The 63bit fragment size and fragmentation in general appear to come from a requirement for streaming data from one end of the connection to the other, see here where a Unixy design idea of simply telling the application to “read x amount of data from this file handle” seems perfectly sensible… Of course this design will fail as soon as you need to send a stream that’s bigger than the 63bit frame size will allow and it’ll also fail if the frame is fragmented as then the API becomes “read x amount of data from this file handle, but you’re not done yet, wait and I’ll call you again with more”… At which point and given the possibility of intermediaries that fragment your large fragment down to, lets be generous, 1024 byte fragments anyway, you may as well simply limit the maximum size of frames to something more manageable… But I suppose “nobody will ever need more than 63bits of data length”…

Unfortunately, large frame sizes also open the protocol up to lazy application design. Lets say we’re sending a file, we open the file and read some, send a fragmented frame header for the total file length and then simply start sending data. Cool, we don’t need to worry about the protocol any more, no need to build messages, just pull the data from disk and send it to the other side. This works fine until you have a read failure, or any other reason to terminate the connection. Since you’re in the middle of sending a single huge frame you can’t send an application level frame that informs the other side of the problem. You can’t even send a WebSocket close frame to shut down the connection cleanly, all you can do is abort the connection…

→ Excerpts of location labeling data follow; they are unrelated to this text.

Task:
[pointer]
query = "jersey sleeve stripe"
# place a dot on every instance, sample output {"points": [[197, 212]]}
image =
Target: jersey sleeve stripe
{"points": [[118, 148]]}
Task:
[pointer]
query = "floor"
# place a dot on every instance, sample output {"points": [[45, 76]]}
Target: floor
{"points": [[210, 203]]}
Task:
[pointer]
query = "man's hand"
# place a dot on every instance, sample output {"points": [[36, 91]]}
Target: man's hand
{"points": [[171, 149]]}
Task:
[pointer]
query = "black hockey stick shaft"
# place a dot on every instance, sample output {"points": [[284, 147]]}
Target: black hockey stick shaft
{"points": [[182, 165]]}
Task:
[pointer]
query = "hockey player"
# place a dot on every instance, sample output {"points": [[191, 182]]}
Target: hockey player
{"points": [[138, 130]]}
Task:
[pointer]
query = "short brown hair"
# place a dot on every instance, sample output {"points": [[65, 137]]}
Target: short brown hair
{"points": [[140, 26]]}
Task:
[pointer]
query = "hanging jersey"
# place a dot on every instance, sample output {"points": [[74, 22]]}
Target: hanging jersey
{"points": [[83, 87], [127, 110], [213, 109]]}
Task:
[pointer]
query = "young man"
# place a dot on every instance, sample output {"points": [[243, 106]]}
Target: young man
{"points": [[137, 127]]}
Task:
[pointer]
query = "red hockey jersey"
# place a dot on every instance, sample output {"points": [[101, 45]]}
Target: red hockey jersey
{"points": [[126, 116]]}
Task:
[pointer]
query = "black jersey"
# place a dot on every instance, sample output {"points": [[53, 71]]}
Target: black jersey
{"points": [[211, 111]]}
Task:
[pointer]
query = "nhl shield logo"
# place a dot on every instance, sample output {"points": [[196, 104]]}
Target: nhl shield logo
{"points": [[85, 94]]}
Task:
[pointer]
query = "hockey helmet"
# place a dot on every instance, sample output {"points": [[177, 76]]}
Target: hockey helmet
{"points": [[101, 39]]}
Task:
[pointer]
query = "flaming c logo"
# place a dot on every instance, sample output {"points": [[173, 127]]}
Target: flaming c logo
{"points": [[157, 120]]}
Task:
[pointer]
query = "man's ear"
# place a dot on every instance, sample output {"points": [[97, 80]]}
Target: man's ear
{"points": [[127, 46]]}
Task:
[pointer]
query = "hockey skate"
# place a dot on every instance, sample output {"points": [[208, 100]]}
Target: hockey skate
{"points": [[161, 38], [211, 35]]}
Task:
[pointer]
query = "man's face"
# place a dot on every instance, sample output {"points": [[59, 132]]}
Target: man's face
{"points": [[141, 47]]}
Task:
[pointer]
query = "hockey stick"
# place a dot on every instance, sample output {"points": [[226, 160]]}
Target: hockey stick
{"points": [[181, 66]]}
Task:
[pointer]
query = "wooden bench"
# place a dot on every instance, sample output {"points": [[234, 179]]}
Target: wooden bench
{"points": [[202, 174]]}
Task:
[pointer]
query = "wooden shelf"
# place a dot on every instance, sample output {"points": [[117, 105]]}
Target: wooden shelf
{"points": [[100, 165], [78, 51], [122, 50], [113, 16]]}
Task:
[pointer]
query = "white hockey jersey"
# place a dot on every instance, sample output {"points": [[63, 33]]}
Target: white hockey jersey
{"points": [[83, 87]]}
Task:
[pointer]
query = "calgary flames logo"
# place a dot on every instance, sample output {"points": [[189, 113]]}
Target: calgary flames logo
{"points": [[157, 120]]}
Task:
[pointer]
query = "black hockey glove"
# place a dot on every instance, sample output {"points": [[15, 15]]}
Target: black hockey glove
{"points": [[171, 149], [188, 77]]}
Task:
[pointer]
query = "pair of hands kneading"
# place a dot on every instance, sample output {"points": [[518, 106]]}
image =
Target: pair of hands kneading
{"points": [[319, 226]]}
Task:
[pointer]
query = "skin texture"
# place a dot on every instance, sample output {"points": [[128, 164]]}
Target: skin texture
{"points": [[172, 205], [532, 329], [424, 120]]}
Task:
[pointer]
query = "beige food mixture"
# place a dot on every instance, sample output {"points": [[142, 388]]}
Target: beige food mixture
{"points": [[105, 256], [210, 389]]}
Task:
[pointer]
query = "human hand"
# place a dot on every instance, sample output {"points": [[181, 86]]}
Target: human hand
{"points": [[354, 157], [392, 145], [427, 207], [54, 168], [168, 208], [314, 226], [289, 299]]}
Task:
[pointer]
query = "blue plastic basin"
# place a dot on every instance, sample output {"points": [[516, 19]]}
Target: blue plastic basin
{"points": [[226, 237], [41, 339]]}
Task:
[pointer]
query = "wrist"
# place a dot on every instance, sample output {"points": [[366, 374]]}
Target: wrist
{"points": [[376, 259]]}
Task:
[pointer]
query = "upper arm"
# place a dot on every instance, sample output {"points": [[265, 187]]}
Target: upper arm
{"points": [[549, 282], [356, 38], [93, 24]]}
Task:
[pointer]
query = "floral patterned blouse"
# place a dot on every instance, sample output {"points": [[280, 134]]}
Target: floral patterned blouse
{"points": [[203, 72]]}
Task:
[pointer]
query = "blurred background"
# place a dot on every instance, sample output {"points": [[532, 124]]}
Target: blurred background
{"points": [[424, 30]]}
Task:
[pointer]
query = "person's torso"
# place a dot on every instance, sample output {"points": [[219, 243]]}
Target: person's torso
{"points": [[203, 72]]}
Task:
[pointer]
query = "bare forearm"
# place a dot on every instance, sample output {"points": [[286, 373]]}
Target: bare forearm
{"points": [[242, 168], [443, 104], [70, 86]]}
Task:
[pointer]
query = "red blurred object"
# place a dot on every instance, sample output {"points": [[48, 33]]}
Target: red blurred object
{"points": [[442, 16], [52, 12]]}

So, WebSockets presents a sequence of infinitely long byte streams with a termination indicator (the FIN bit in the frame header) and not a message based interface as you might initially believe. Given that a general purpose protocol handler can only work in terms of partial frames, we effectively have a stream based protocol with lots of added complexity to provide the illusion of a message based protocol that can actually only ever be dealt with as a stream of bytes.